I’m new to unreal engine and try to find a way to take the image of the enviroment as observation (like human looking at the enviroment) with some others numeric observations and output the actions. But in the Interator, Event Setup Observations node, there is nothing like image, is it not supported yet?

It’s not currently supported because it’s something we want to discourage at the time being. Images pretty much need to be processed on the GPU and its not realistic to render a complex game on the GPU and do ML inference on the same GPU.

We will probably add it in the future but right now we want to encourage users to use ground truth information, i.e. game state directly.

Let me know what you think.

1 Like

Thank for your reply. Really looking forward for the future functions as i think the agents should work with the same amount of information as human

1 Like

Technically you could add it yourself in user space. If you sub-class the observation types, you can make a new one for images without needing to modify the plugin content itself.

The harder part would be adding in the 2d convolutions…

1 Like

Correct me if i’m wrong but the image is numerical matrix, then you can transform it to suitable (H,W,C), why is it hard?

It might be hard to add those operations in without having to modify that part of the plugin. I haven’t put a ton of thought into if that portion of the code is easily extensible or not. The actual content isn’t as concerning.

1 Like

I absolutely could be wrong, but I’m wondering if there isn’t a slight misunderstanding happening.
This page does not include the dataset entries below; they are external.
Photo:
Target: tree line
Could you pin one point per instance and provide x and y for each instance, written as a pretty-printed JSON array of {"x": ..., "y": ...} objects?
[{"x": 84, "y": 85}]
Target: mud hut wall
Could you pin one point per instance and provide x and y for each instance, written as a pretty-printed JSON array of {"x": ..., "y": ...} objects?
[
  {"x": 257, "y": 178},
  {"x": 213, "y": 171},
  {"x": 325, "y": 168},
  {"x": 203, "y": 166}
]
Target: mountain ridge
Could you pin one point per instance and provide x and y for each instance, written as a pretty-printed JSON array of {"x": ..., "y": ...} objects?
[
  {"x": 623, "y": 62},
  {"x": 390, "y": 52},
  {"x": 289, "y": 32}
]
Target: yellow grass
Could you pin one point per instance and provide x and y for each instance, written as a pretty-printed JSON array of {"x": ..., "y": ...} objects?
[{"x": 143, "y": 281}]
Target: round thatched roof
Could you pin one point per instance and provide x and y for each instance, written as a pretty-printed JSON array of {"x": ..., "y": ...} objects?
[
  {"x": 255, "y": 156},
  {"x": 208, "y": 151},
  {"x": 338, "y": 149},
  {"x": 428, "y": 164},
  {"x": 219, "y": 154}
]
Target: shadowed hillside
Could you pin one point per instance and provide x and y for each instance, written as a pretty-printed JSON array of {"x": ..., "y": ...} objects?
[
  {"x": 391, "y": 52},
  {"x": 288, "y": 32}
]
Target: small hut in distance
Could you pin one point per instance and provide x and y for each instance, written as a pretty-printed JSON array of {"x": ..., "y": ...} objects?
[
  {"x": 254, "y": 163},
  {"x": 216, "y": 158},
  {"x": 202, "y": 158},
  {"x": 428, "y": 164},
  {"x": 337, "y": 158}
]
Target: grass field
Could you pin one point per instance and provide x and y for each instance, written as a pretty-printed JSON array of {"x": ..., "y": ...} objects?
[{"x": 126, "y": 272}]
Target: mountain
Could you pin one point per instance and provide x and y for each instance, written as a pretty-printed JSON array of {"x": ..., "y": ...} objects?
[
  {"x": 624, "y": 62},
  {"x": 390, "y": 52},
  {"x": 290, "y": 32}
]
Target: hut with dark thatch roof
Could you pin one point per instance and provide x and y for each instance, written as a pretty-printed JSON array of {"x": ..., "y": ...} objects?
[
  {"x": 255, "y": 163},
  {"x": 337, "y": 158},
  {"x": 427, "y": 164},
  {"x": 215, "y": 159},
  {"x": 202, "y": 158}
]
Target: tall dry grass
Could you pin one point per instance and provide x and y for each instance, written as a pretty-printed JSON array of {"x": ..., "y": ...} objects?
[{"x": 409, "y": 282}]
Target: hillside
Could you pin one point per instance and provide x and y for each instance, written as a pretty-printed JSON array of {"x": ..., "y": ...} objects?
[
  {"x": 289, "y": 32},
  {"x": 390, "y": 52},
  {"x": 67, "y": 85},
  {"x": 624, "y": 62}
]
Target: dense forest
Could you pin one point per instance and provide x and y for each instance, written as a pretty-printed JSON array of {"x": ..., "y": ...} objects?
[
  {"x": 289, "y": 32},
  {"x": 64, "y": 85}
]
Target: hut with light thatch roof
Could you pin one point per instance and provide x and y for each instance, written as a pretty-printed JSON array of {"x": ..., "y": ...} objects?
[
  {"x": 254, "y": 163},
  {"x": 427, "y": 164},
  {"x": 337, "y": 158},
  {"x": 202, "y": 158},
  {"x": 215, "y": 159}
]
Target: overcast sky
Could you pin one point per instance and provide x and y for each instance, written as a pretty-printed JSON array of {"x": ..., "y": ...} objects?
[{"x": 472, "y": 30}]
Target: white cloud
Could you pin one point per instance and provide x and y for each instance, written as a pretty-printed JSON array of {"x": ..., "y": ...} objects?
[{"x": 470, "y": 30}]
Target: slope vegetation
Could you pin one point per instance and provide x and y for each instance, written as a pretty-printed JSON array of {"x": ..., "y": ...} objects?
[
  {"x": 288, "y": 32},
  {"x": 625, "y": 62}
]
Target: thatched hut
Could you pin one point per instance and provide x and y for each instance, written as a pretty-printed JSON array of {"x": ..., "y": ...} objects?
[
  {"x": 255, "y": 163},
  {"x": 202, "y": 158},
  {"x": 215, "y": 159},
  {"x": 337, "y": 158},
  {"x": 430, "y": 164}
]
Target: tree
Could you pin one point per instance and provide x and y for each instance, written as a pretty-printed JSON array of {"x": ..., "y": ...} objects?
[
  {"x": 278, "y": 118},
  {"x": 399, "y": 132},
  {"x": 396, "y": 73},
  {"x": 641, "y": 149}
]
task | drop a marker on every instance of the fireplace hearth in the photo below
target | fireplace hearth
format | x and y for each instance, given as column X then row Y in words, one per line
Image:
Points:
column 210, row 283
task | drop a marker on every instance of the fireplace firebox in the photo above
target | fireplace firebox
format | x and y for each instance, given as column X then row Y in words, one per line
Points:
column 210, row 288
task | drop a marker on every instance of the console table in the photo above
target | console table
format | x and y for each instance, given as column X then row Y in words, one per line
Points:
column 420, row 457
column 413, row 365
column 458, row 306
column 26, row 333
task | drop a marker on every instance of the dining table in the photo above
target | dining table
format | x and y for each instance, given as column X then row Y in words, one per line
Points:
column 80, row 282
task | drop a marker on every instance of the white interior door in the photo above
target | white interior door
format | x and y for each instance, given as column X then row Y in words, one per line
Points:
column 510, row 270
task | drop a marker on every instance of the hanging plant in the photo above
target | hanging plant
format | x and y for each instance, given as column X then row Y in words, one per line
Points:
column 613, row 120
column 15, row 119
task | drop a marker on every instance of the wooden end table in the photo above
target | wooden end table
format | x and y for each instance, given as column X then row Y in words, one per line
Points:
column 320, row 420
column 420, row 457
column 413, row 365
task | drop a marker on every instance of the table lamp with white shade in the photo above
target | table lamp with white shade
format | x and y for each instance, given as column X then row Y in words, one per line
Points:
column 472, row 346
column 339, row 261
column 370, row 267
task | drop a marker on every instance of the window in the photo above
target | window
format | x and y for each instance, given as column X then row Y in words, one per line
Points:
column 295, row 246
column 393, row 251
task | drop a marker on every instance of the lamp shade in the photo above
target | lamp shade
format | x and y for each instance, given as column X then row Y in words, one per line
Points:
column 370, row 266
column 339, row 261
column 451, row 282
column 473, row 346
I’m wondering, Allen.The.Alien, if you are thinking of just inputting the pixel data directly without performing convolutions.

While doable, it will not be particularly efficient and there will be issues with the large increase in the size and complexity of the model. Even a 256x256 image per frame will dominate the other data that is passed to the model without some sort of transformations of the data with either convolutions or attention.

Rendering the images at a resolution similar to human sight would make it rather difficult to train and inference due to the sheer size of the data, then you have to account for the number of agents rendering that image per frame.

At the moment, it would probably be simpler and more effective to use raycasts that pass only the information the agent needs to learn and nothing more. There will be a lot of information that is passed through images that will be unusable or even detrimental to the model’s performance.

If I’m misunderstanding, let me know.